Enhancing Spatial Reasoning in Large Language Models for Metal-Organic Frameworks Structure Prediction

Metal-organic frameworks (MOFs) are porous crystalline materials with broad applications such as carbon capture and drug delivery, yet accurately predicting their 3D structures remains a significant challenge. While Large Language Models (LLMs) have shown promise in generating crystal structures, their application to MOFs is hindered by MOFs' high structural complexity arising from the large number of atoms in unit cell.
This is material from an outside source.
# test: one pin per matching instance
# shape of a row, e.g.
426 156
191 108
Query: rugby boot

Inspired by the success of block-wise paradigms in deep generative models for MOFs, we pioneer the application of LLMs in this domain by introducing MOF-LLM, the first LLM framework specifically adapted for block-level MOF structure prediction. To effectively harness LLMs for this 3D modular assembly task, our training paradigm integrates spatial-aware continual pre-training (CPT), structural supervised fine-tuning (SFT), and matching-driven reinforcement learning (RL). By incorporating explicit spatial priors and optimizing structural stability via Soft Adaptive Policy Optimization (SAPO), our approach substantially enhances the spatial reasoning in a Qwen-3 8B model for MOF structure prediction. Comprehensive experiments demonstrate that MOF-LLM achieves state-of-the-art performance with a match rate of 35.78% while exhibiting superior sampling efficiency of 0.04 seconds per structure.